I am now at a point in my search where I am close to an opportunity that I find interesting and that I like as a career path. As I approach this stage, I realize that my daily activities and priorities need to gradually change emphasis.
With a desirable job opportunity in sight, my reaction has been to gradually drop the "business development" component of my search - activities such as networking meetings or identifying new leads. Instead, my task is to review any other pending interview process to see if I can somehow advance these alternative job opportunities into yielding an offer around the same time as the one employer that I perceive is close to making a decision. Managing this timing is extremely difficult, and I would say that it is more an art than a science.
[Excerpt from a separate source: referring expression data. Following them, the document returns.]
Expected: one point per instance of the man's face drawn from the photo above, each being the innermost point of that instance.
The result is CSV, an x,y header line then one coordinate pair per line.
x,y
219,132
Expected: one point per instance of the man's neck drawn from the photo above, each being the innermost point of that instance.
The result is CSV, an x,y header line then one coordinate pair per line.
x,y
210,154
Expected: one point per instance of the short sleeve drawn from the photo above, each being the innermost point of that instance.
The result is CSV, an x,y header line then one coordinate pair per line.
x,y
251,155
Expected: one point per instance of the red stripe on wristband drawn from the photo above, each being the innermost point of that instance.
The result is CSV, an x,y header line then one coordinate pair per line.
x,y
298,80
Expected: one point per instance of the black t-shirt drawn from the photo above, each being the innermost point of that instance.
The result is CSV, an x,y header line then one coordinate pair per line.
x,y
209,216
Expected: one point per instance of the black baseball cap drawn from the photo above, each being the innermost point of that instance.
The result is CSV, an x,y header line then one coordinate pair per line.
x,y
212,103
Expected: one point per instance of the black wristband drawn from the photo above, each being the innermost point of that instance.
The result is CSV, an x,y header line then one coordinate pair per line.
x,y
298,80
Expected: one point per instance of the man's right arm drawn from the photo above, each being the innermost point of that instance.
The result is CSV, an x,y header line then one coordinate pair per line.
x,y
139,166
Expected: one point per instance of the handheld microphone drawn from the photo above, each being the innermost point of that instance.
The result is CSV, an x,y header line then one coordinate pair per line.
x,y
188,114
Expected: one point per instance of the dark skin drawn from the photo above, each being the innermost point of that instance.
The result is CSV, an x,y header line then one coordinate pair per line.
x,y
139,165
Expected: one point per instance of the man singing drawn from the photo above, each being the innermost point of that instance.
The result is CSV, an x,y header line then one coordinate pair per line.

In doing so, my decisions are dictated by my feelings about the particular characteristics of each job. In one instance, I would disclose to a potential employer that I may be close to an opportunity and that they may want to pick up the pace of their interview process if they are really interested in me as a candidate. In other cases, I feel it is just better to leave the situation alone, because forcing a timeline could hamper any opportunity with that firm. That's a risk I don't want to take, because something still could go wrong with the job opportunity that is at a final stage. I experienced that a few years ago, when a prospective employer backed off after I tried to force the timing. The larger and more bureaucratic the company, the greater the chance they'll react that way.
Anticipating How to Respond to an Offer
Another new activity during the current stage of my search is striving to think through all the implications of accepting a job offer from a particular employer before I've actually received one. This is important, because on previous occasions I was always given an extremely short period to decide on an offer. In addition, sometimes I faced unusual clauses or requirements in the contract that ended up absorbing my entire focus in that final stage. Therefore, I am trying to sort out a big-picture framework for my decision before knowing all details of a potential job offer.
I feel that these activities are the best investment of my time at the moment. However, I am also ready to roll up my sleeves and re-fuel my business development activity should something go awry with this job opportunity that seems to be close to a decision point.
James Weldon (a pseudonym) is a portfolio manager. This column details his strategy and tactics in searching for a new job after he was let go by the hedge fund group at a bulge bracket investment bank in New York.